Cet endroit est comme un trait d’union entre le monde de la performance, qui ne tourne plus très rond d’ailleurs, et un monde de la différence, pour ne pas dire d’une forme de vulnérabilité plus assumée. C’est vraiment un point de rencontre entre des univers trop éloignés.

Comment trouvez-vous votre équilibre financier ?

Y. Bucaille : Dans un restaurant ordinaire, il y a des ratios. En général le loyer c’est 10 % du chiffre d’affaires (CA), les coûts de la nourriture, 20 à 25 %, et la masse salariale, dans la restauration rapide où ça dépote, c’est 20 à 22 %. Nous, notre masse salariale représente plus de 50 % du CA ! Donc c’est hyper compliqué. Heureusement que nous avons la vente de notre café et de notre thé.
Il faut acheter notre café, vraiment ! (rires) Les lecteurs et lectrices de Partageur peuvent le faire en ligne, d’ailleurs, en allant sur cafejoyeux.com. C’est une aide énorme pour nous.

Quels « coups de pouce » ont rendu possible l’aventure Café Joyeux ?

Y. Bucaille : Ce projet en est arrivé là grâce à la contribution de plein de gens généreux. C’est fou, des centaines de bénévoles sont venus aider, apporter leurs compétences, leurs talents.

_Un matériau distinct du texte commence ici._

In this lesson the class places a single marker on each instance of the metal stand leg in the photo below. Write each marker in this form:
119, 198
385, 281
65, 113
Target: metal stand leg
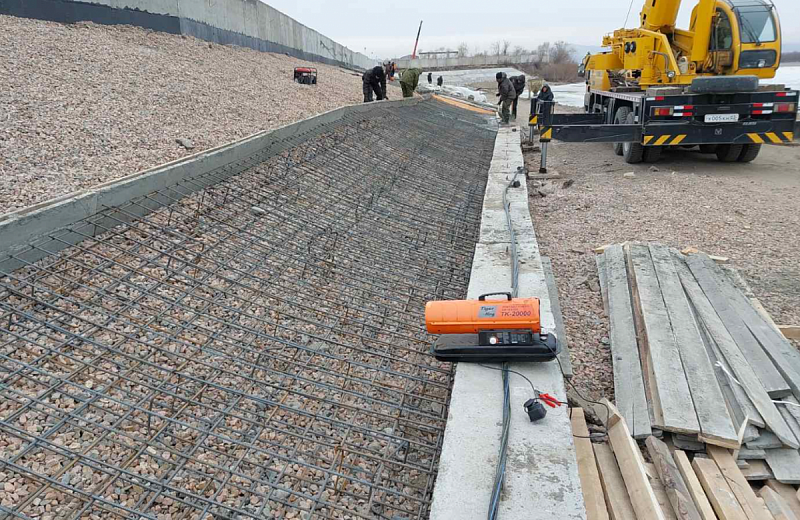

Des patrons d’entreprise nous ont dit : « Je veux participer, dites-moi comment faire ». Comment croyez-vous qu’on ait pu ouvrir un Café Joyeux sur les Champs-Elysées ? Les loyers, sur les Champs, c’est inabordable ! C’est une femme – ce sont souvent les femmes – qui est venue me voir et qui m’a dit : « J’ai cet emplacement, je vous le prête, six mois. Est-ce que vous vous sentez capables ? Est-ce que vous allez y arriver ? » Avant que je dise oui, elle a ajouté : « Je vais vous aider, vous trouver un architecte, vous trouver un cuisiniste. On va organiser ça ». C’était en 2019. Nous y sommes toujours ! En fait, je crois que les êtres humains ont tous besoin, au fond d’eux, de se sentir utile.

Partager, transmettre, déployer : quels sont vos objectifs aujourd’hui ?

Y. Bucaille : Nous avons toujours plein de rêves… mais, concrètement, trois objectifs nous animent : montrer, par l’exemple, que ça fonctionne dans la durée ; devenir une alternative sociale de référence qui donne du sens ; à partir de ces deux premiers objectifs, nous développer en France et à l’étranger. Nous avons aujourd’hui 1 500 demandes d’ouverture de Café Joyeux ! Tiens, j’ajoute un dernier objectif : donner envie à d’autres de faire pareil dans d’autres secteurs ou dans le même… Ce qu’on fait est une goutte à côté de ce qu’il y a à faire. Je rêve qu’il y en ait beaucoup d’autres qui se lancent aussi.

Pourquoi avoir choisi une structure commerciale plutôt qu’associative pour réaliser ce projet ?

Y. Bucaille : Justement parce que le but est de montrer que nous sommes dans le monde, comme les autres. Je n’ai pas envie que les gens disent : « Oui mais oh, c’est une asso ! » Nous sommes une entreprise et nous répondons aux mêmes exigences que la concurrence. Nous payons nos impôts, nos taxes et nos charges comme tout le monde… Du coup, nous nous soumettons à la recherche de la qualité avec les mêmes contraintes ; c’est le meilleur service qu’on puisse rendre aux équipiers et équipières de Café Joyeux.

Il semble que vous ayez le projet d’installer des Café Joyeux au sein des entreprises ?

Y. Bucaille : Nous avons déjà commencé à lancer des Café Joyeux inside. Ce sont des Café Joyeux avec pignon non pas sur rue mais sur bureaux ! Ça marche hyper bien. Les équipiers et équipières ont le sentiment de faire partie de la même boîte que toutes les personnes qui viennent déjeuner. Ça change tout !

Pour vous, c’est quoi, la réussite ?

Y. Bucaille : D’avoir fait sa part. La réussite, pour moi, ce sera d’avoir contribué à rendre le monde un petit peu meilleur et plus joyeux, en faisant mon possible.

Dernière question : à qui voulez-vous dédier cette interview ?

Y. Bucaille : Aux équipes et d’abord à nos skippers encadrants managers, cuisiniers, formateurs, qui accompagnent nos équipiers en situation de handicap vers le travail, qui se lèvent chaque jour pour les faire progresser, tout en assurant le service à des centaines de convives. Café Joyeux c’est tout un équipage ultra engagé qui rend l’impossible possible.